Oireachtas Joint and Select Committees

Thursday, 13 October 2016

Joint Oireachtas Committee on Health

Open Disclosure: Department of Health

9:00 am

Photo of Louise O'ReillyLouise O'Reilly (Dublin Fingal, Sinn Fein) | Oireachtas source

I have a number of difficulties with what we are dealing with here. Many of them stem from my experience as someone who would have supported health professionals through the system. As the system stands, it is incredibly adversarial, not just for the patients, who, of course, must be central, but also for the staff themselves.

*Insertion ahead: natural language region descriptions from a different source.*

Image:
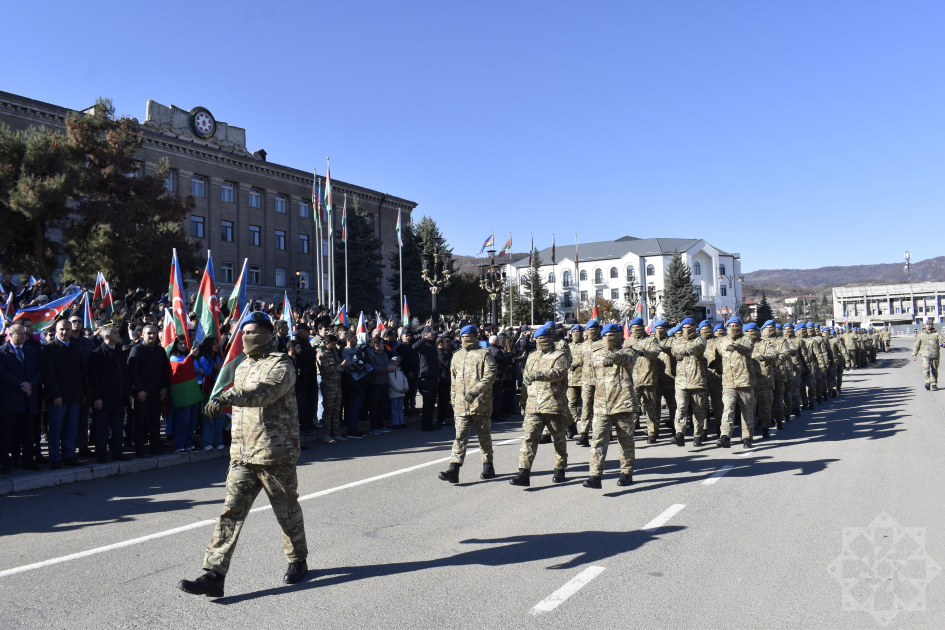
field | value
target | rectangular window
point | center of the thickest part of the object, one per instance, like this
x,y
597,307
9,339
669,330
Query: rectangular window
x,y
196,186
255,275
226,192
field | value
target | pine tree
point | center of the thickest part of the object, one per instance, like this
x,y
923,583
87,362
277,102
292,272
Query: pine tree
x,y
680,299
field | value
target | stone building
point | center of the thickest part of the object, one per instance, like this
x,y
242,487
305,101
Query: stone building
x,y
246,206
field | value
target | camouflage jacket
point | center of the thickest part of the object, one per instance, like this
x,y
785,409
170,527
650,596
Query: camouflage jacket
x,y
737,369
472,372
613,378
690,368
265,427
927,345
646,370
548,392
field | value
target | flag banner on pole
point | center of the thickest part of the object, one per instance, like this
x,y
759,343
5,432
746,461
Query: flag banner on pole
x,y
175,293
207,307
44,315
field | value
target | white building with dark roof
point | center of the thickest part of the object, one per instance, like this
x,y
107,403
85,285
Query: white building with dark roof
x,y
629,268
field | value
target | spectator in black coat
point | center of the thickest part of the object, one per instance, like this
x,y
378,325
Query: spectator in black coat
x,y
19,390
108,384
149,372
63,382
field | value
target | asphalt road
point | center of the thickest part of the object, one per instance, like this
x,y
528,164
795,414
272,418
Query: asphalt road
x,y
692,544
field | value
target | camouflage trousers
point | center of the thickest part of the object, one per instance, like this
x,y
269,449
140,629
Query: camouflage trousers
x,y
930,370
697,398
587,413
650,404
745,398
331,400
623,423
483,426
533,425
243,483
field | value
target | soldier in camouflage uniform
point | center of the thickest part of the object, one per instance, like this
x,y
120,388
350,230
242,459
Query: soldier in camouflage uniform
x,y
688,350
544,405
615,404
646,374
265,447
473,372
928,346
738,382
587,383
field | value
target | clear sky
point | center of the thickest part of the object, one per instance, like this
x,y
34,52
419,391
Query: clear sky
x,y
799,134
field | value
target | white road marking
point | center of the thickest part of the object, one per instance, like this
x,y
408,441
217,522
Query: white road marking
x,y
570,588
198,524
721,472
663,518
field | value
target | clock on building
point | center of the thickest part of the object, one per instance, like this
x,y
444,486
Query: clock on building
x,y
202,122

Regulated health professionals have an arena in which issues relating to them can be investigated and in which they very often are. Many of my colleagues within the various representative bodies for health professionals and I have experience of ongoing investigations within the HSE. The Nursing and Midwifery Board of Ireland and the Medical Council investigate regulated health professionals regarding incidents where there may be a suspicion of poor professional performance, for example. There is another group of people who do not face investigation at that level but who are very often central to the incidents. They do not have their own regulatory body. Since the requirement is not mandatory, there are those involved who do not have any compunction to disclose. Whatever is done by regulated health professionals is examined in another arena but there are staff who are central to the process but who do not have any regulatory body. If the requirement is not mandatory, there is no onus on the latter staff, although they are central.

Much of this seems to hinge on the investigation taking place. There seems to be over-reliance in the HSE on investigations. As was pointed out, one could be doing well to get out of an investigation in 18 months. Some can take years. Meanwhile, other matters arise.

The documentation states it is not proposed to include a mandatory requirement concerning open disclosure but that it will be reviewed in line with experience. Making it mandatory could be reviewed in line with experience also. There are patients and also staff who have been battered by the system and the culture. The culture needs to change. I am not convinced it will necessarily be changed in a voluntary way. The reason I say this is that staff must be supported, and they must also be trained. However, without making this requirement mandatory, the training may not happen because there is always a draw on the budget. There is always something else that needs resources and somewhere else to direct the money. Unless the requirement is mandatory, the training may not happen. If not, the staff will not feel supported. I am interested in knowing how the staff will be supported through training. How can it be done? I am not convinced it will happen if the requirement is not mandatory. That is not because anyone wants to avoid responsibility but purely and simply because there is always a draw on the budget. There will always be something else. I would like to see this front and centre. Support for staff must be in place.

Consider what will occur in the context of an open disclosure. I am not referring to an admission of guilt but a statement that a bad thing happened regarding which those responsible wish to offer an explanation. The patient will be advised of the incident, albeit not by mandatory requirement at present, and the lead clinician will be the person who will sit down with him or her. Dr. Holohan said there are very many people involved so there can often be a chain of events and that, at the end of that chain or perhaps the beginning, there are staff who might not have the status of a lead clinician.

Forgive me if I have missed it, but I do not see anything that provides for information to be provided to all of the people there. Lead clinicians will sit down with patients to tell them a bad thing happened and that it should not have. They are talking about staff who have been involved in that patient's care. Do the witnesses have a view on whether we should strengthen the provisions in order to ensure that everybody involves knows what is happening?

We know the culture is not great and we have seen where it is important to find somebody to blame rather than the heart of the incident, which is not the fault of any one person - it is the adversarial nature of the system. There is a fear among staff that they are being spoken about and because the culture is one of blame rather than getting to the heart of the matter, there is a fear that in looking for someone to take the fall one is not involved in the conversation. I am sure that lead clinicians, in providing explanations, are doing their best but there is fear among staff other than lead clinicians that some blame is being apportioned. Can we do something to strengthen that and ensure that does not happen?

I refer to my earlier point with regard to investigations. A lot of this seems to hinge on the provision of investigations, which often take a very long time. I ask the witnesses to outline the timeframe they envisage from an initial explanation of what happened onwards. If there is an investigation thereafter, is it envisaged that all of the parties will be involved? I ask in the context of sharing information with people.

The lives of some patients have been destroyed because following an adverse incident they feel they have to go to battle with the system. I have also seen staff whose lives have been destroyed. They are out on sick leave because they have been traumatised by what has happened. The purpose of this is to stop that happening. I fear that unless it is mandatory, we will not get the culture change that is so desperately required.